Diagonally-Addressed Matrix Nicknack: How to improve SpMV performance
Jens Saak, Jonas Schulze
TL;DR
This paper tackles the memory bandwidth bottleneck in SpMV by introducing Diagonally-Addressed Storage (DA) and applying it to the CSR format as DA-CSR. DA-CSR stores nonzero column indices as offsets from the diagonal, enabling the use of smaller index types and reducing matrix-related traffic without losing information. Across 1300+ bandwidth-reduced SuiteSparse matrices, the approach achieves notable performance gains, especially when traffic exceeds last-level cache size, with multithreaded improvements frequently exceeding 40% for certain matrices.
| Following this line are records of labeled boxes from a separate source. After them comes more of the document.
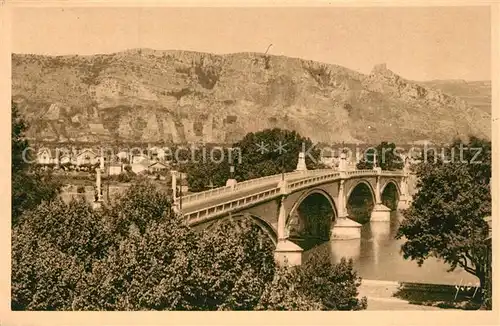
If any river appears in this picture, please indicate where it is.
[303,211,478,285]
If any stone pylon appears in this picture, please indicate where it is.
[295,152,307,171]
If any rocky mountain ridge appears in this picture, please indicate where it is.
[12,49,491,143]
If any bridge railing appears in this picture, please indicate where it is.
[288,172,341,190]
[182,169,332,205]
[184,187,281,225]
[184,169,403,224]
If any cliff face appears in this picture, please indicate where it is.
[12,49,491,142]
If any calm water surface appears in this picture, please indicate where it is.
[304,212,478,285]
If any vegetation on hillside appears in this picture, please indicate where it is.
[356,141,404,171]
[11,103,61,225]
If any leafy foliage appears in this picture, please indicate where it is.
[11,103,61,225]
[187,128,320,191]
[397,137,491,292]
[12,181,366,310]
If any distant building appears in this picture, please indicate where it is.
[109,163,123,175]
[89,123,107,135]
[131,154,149,164]
[59,153,71,164]
[320,150,335,167]
[76,149,99,165]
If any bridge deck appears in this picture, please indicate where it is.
[182,175,316,214]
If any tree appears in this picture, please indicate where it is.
[297,252,367,310]
[397,137,491,294]
[186,128,323,191]
[11,103,61,225]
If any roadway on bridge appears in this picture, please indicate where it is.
[181,170,326,214]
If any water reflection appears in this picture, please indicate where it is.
[303,212,477,285]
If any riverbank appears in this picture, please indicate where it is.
[359,280,479,310]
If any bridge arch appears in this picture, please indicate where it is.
[380,178,401,210]
[206,213,278,245]
[286,188,338,240]
[345,179,377,224]
[346,179,376,203]
[380,178,401,195]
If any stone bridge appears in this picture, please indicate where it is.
[173,156,410,264]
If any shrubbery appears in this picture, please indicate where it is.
[12,181,366,310]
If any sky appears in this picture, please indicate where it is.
[11,7,491,81]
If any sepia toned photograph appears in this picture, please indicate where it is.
[6,1,498,318]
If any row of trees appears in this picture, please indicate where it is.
[12,182,366,310]
[184,128,322,192]
[397,137,491,307]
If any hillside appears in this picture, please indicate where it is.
[12,49,491,143]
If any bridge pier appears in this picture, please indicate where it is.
[330,178,361,240]
[370,167,391,222]
[274,180,304,266]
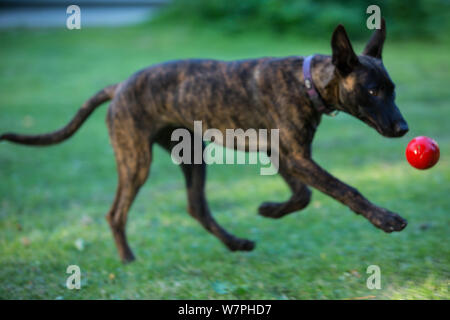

The work demonstrates practical improvements for memory-bound sparse linear algebra workloads and highlights potential benefits for multi-precision SpMV, with publicly available code and data to facilitate adoption and further research.
Abstract
We suggest a technique to reduce the storage size of sparse matrices at no loss of information. We call this technique Diagonally-Adressed (DA) storage. It exploits the typically low matrix bandwidth of matrices arising in applications. For memory-bound algorithms, this traffic reduction has direct benefits for both uni-precision and multi-precision algorithms. In particular, we demonstrate how to apply DA storage to the Compressed Sparse Rows (CSR) format and compare the performance in computing the Sparse Matrix Vector (SpMV) product, which is a basic building block of many iterative algorithms. We investigate 1367 matrices from the SuiteSparse Matrix Collection fitting into the CSR format using signed 32 bit indices. More than 95% of these matrices fit into the DA-CSR format using 16 bit column indices, potentially after Reverse Cuthill-McKee (RCM) reordering. Using IEEE 754 double precision scalars, we observe a performance uplift of 11% (single-threaded) or 17.5% (multithreaded) on average when the traffic exceeds the size of the last-level CPU cache. The predicted uplift in this scenario is 20%. For traffic within the CPU's combined level 2 and level 3 caches, the multithreaded performance uplift is over 40% for a few test matrices.